Permainan enduro membutuhkan keterampilan tersendiri. Seseorang tidak bisa gegabah menyebut dirinya mampu, sekalipun sudah mengenal kararkter tunggangannya.

Karena itulah BMW Motorrad membangun sebuah camp yang dikhususkan untuk melatih mereka yang ingin bermain enduro dengan baik dan benar. Ini merupakan proyek serius. Proyek yang bertujuan mengajarkan para pecinta sepeda motor mengendalikan tunggangan di permukaan jalan yang sangat minim cengkraman roda.

Saya sangat beruntung menjadi satu dari tiga orang yang diajak BMW Motorrad Indonesia berlatih di Enduro Park Hechlingen. Selain saya, ikut pula aktor Ari Wibowo yang kini menjadi duta BMW Motorrad Indonesia, serta seorang pecinta sepeda motor sekaligus konsumen BMW R 1200 GS, Donny Liem.

Kami bertiga menjalani pelatihan secara intensif selama dua hari. Sungguh berat. Sungguh menguras nyali. Sungguh beresiko. Kami bahkan dipaksa mengingat tehnik-tehnik yang telah diajarkan, ketika stamina sudah hampir mencapai nol.

Keselamatan tidak mendapat toleransi di camp ini. Semua peserta wajib mengikuti aturan, termasuk penggunaan atribut keselamatan tinggi dalam bermotor. Di sini kami diharamkan memaksakan diri. Para instruktur pun bisa mengetahui di mana tingkatan kita dalam bermian off-road.

Jadi, kami tidak bisa mengaku mahir di depan para instruktur. Mereka sangat profesional, berpengalaman dunia, dan menguasai tehnik-tehnik tinggi.

Pada awal latihan di kelas advance kami diajarkan bagaimana mengangkat sepeda motor. Ini syarat wajib karena istruktur tidak mau mendirikan sepeda motor peserta yang terjatuh.

Lalu kami harus berulang-ulang berlatih manuver. Melewati kerucut-kerucut (cones) yang disusun memanjang. Sebuah latihan yang umumnya disepelekan para pemotor. Terlebih bagi mereka yang merasa dirinya sudah mahir bermotor.

Tapi secara bertahap kesulitan manuver ditingkatkan. Pada akhirnya kami dipaksa mampu berputar dalam sudut sempit di atas lintasan berkerikil yang licin. Ingat, unit yang kami pakai adalah motor-motor dengan bobot tak kurang dari 250 Kg. Tanpa tehnik yang benar, pekerjaan membelokkan motor dalam sudut sempit bisa menguras seluruh energi.

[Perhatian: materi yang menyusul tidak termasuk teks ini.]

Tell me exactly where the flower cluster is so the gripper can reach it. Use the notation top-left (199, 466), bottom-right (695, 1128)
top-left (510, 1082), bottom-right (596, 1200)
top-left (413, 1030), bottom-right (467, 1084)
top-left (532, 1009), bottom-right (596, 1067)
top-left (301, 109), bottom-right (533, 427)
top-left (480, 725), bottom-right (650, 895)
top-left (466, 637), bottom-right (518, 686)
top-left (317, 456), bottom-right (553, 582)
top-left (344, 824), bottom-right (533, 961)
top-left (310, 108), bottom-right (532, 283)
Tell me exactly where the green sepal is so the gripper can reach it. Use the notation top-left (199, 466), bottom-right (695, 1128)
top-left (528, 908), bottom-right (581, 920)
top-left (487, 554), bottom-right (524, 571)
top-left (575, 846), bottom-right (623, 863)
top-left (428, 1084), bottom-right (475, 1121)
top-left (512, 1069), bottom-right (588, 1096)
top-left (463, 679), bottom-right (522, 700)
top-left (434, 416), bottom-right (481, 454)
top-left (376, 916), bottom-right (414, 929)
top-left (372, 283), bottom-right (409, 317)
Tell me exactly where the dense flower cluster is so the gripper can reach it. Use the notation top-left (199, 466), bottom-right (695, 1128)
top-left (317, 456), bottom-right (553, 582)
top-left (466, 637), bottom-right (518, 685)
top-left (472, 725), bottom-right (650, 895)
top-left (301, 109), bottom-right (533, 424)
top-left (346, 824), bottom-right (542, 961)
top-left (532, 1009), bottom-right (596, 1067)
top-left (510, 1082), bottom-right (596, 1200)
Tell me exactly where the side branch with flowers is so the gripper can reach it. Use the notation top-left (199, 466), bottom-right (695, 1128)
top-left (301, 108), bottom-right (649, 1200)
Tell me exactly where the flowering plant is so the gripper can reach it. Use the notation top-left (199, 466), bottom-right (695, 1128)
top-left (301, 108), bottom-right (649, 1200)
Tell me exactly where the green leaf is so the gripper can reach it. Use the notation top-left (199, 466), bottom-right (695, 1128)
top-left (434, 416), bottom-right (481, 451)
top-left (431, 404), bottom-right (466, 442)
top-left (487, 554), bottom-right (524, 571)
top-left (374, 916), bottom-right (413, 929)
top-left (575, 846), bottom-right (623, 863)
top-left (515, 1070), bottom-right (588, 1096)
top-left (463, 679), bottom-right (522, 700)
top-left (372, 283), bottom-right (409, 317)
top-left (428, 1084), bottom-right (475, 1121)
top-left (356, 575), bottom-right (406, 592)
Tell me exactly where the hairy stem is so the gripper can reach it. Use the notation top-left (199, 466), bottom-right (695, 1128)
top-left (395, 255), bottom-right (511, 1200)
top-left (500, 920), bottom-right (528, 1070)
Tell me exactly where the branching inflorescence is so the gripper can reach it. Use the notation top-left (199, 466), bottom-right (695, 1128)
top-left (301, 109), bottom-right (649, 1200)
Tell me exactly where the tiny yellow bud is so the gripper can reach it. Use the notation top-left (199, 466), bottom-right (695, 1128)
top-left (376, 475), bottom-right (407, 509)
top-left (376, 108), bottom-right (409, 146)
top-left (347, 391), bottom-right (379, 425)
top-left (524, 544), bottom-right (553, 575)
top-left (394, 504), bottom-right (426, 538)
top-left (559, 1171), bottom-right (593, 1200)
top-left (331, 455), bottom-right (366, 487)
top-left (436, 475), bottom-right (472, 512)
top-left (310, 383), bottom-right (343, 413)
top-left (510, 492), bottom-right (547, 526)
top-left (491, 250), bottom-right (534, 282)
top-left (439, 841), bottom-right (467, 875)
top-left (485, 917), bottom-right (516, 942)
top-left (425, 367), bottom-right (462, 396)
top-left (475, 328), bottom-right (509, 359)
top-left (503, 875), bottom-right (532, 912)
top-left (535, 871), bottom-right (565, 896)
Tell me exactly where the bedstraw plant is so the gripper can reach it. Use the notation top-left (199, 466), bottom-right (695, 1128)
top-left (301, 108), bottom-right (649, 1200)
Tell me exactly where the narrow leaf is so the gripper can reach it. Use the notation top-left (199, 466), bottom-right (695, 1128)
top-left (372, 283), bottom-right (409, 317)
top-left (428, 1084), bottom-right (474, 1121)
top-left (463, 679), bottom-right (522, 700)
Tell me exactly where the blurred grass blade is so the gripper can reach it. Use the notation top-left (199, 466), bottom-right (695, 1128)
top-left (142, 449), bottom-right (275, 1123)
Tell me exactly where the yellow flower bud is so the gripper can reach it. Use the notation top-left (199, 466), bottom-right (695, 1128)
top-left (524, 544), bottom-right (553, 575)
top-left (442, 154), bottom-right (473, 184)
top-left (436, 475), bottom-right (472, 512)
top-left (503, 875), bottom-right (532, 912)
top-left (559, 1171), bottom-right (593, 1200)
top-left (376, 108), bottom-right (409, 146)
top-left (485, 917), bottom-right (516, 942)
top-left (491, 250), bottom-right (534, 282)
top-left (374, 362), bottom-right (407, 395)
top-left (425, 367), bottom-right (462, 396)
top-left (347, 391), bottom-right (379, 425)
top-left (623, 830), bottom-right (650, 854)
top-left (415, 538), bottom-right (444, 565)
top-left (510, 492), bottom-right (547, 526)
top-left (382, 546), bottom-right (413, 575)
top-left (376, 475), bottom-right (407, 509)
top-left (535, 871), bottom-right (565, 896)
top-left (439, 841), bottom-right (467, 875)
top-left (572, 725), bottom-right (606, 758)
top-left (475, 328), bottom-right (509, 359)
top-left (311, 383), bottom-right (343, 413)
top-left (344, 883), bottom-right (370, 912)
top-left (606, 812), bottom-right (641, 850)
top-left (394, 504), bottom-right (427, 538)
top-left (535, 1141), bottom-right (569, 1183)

Setelah itu kami dibawa menaiki bukit. Tehnik mengangkat motor dan manuver yang kami pelajari teruji di lintasn ini. Lambat laun lintasan semakin sulit. Berputar arah dalam sudut sempit dan menanjak. Tanpa latihan sebelumnya, mustahil kami berani melakukannya. Apalagi di atas bukit, di mana kesalahan berarti terjatuh belasan meter, dan mendarat di bebatuan tajam.

Tak cuma sampai di situ. Di atas bukit, sebuah proses latihan lain juga kami lalui. Di antaranya adalah tehnik menanjak dan turun dalam sudut tinggi, serta menghadapi lintasan tunggal (single track).

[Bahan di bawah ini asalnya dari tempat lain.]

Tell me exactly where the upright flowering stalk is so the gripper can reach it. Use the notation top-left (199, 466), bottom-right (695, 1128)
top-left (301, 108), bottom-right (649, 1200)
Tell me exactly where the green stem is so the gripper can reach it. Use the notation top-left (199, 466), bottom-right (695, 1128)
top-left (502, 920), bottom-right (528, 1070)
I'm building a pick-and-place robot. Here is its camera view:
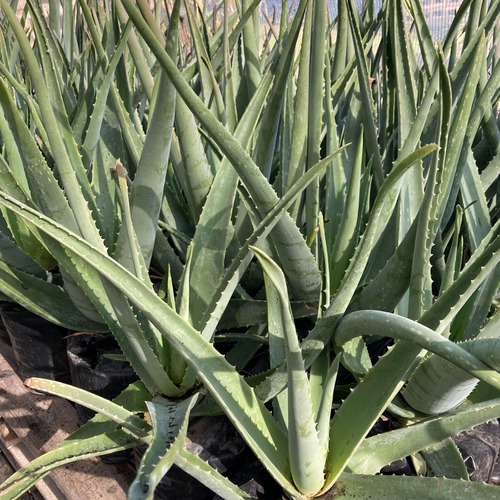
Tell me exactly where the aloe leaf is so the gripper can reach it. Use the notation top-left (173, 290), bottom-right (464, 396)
top-left (402, 338), bottom-right (500, 415)
top-left (81, 23), bottom-right (132, 169)
top-left (334, 311), bottom-right (500, 387)
top-left (25, 377), bottom-right (150, 438)
top-left (0, 0), bottom-right (103, 246)
top-left (0, 262), bottom-right (108, 332)
top-left (257, 145), bottom-right (436, 400)
top-left (114, 160), bottom-right (151, 284)
top-left (282, 0), bottom-right (313, 219)
top-left (0, 79), bottom-right (77, 230)
top-left (185, 0), bottom-right (224, 110)
top-left (175, 448), bottom-right (253, 500)
top-left (254, 247), bottom-right (326, 495)
top-left (409, 0), bottom-right (437, 75)
top-left (329, 131), bottom-right (363, 294)
top-left (0, 193), bottom-right (296, 492)
top-left (241, 0), bottom-right (261, 101)
top-left (115, 0), bottom-right (180, 274)
top-left (128, 394), bottom-right (198, 500)
top-left (115, 2), bottom-right (154, 101)
top-left (253, 1), bottom-right (306, 179)
top-left (305, 1), bottom-right (326, 255)
top-left (322, 473), bottom-right (498, 500)
top-left (203, 149), bottom-right (342, 344)
top-left (190, 67), bottom-right (272, 328)
top-left (0, 429), bottom-right (139, 500)
top-left (348, 399), bottom-right (500, 474)
top-left (408, 54), bottom-right (451, 319)
top-left (175, 98), bottom-right (213, 222)
top-left (123, 0), bottom-right (320, 299)
top-left (346, 0), bottom-right (384, 188)
top-left (439, 38), bottom-right (485, 229)
top-left (419, 438), bottom-right (469, 481)
top-left (191, 10), bottom-right (318, 328)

Ketika instruktur memperagakan memang terlihat mudah. Tapi faktanya kami dibuat pontang-panting. Di tengah energi yang terkuras, bekal teori seperti tak berbekas. Karena itu, kami sadar bahwa enduro bukan soal nyali saja.

Sekali lagi, apa yang dialami peserta latihan dari Filipina adalah bukti bahwa enduro butuh stamina, kontrol emosi, dan pemahaman teknis yang baik. Ketidakseimbangan tiga elemen tersebut bisa berbuah fatal. Dan semua itu hanya bisa kita peroleh dari latihan berkesinambungan dan diawasi orang-orang berpengalaman.

Pada akhirnya turun bukit yang terlihat sepela bisa mematahkan tulang-tulang di tubuh kita. Contoh fase kegagalan yang terbilang fatal adalah kehadiran para medis untuk segera membawa kita ke rumah sakit. [dp/BMI]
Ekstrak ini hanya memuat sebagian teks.